This morning I had a chance to attend a brief forum on technology security and the statistics presented to us were shocking.
It’s appalling to know how much top corporate firms are losing in a month and worse more annually due to cyber attacks. Some go to upto 12 million Kenya shilling annually.
It’s hurting to know that due to ignorance and selfishness of some leaders; hardworking Kenyans are forced to pay higher interests, and expensive fees in banks and telcos to cater for losses they have no clue about.
The managers of these companies are aware! But they are afraid of sharing the information to Kenyans. According to an IBM security expert, 68% of CEOs globally are reluctant to share incident information externally while the rate stand at 90% locally.
In East Africa alone, governments are the top target sector for cyber attacks standing at 33%, the Telecommunications sector follows at 22% while financial services industry follow in close succession at 17% . This is according to Control Risk, a cyber threat intelligence team
Imagine a hacking in the National Health and Insurance Fund (NHIF) where hackers can access all your details, not limited to your official names, National identification number and your account balance, especially in a case where you paid using MPESA? or a hacking in the ministry of foreign affairs site where hackers can access all incoming and outgoing documents including those of the presidency, outlining his movements while on international trips? It’s that serious!

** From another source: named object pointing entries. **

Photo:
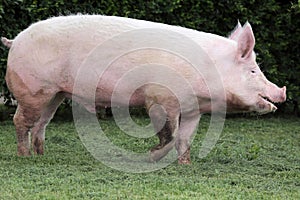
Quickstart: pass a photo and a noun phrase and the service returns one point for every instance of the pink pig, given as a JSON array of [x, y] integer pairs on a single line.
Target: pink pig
[[44, 59]]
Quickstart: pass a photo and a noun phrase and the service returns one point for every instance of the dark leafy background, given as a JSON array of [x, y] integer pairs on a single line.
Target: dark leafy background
[[276, 24]]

As taxpayers, what is left of us? Is technology for us or against us?
MINISTRY OF FOREIGN AFFAIRS HACKED
If we all remember, two months ago, a group of online activists threatened to leak documents from Kenya’s foreign ministry as part of a campaign to expose government and corporate corruption across Africa.
According to Reuters, The Kenyan ministry documents leaked email discussions of security preparations for diplomatic trips, trade deals and a status report on the conflict between Sudan and South Sudan, dated from the middle of this month.
The 95 sample documents could not be read using standard Web browsers but could be viewed using TOR (free software for enabling anonymous communication)
Contrary to the perception that cyber breaches are a problem unique to the large multinational companies based in developed markets, East African organizations are fast becoming a target for attacks with local subsidiaries particularly attractive as the ‘cyber’ route into these multinationals.
Today, the control risks intelligence team reports that in Kenya alone, the estimated costs for the country due to cyber crime costs sums up to 2 billion Kenyan shillings annually.
HOW TO CONTAIN CYBER ATTACKS
The Kenyan Government has made great strides with the formation of Kenya National Computer Incident Response Team Coordination Centre (KE_CIRT/CC) launched in 2012 and the development of the national cyber security strategy in 2014.
It is however key for the public and private sector organizations to interpret what the policies mean for them; essentially adopt a “paper to practice” model for their organization
However, that’s not enough. Community awareness is key; Cyber attack is a threat to National security! It’s high time that the ministry of information, communication and technology come in to make Wanjiku aware of what is happening.
“Cyber security still isn’t given enough priority by business leaders in the region as it’s often seen as an isolated IT problem and not a business issue.
It’s important that cyber security is demystified at that senior level. Rather than being perceived as this elusive dark art, cyber security needs to be incorporated into the whole business and not left isolated with the IT team.” notes Patrick Matu, Compliance, Forensics and Cyber expert for East Africa As the world of cyber criminality continues to evolve, it’s important that businesses continually review their IT security measures.
This should include an on-going review of the cyber threat landscape to understand what kinds of threats your business might face and adjusting your security measures accordingly – not forgetting making sure all employees are aware of the potential threats and how to respond.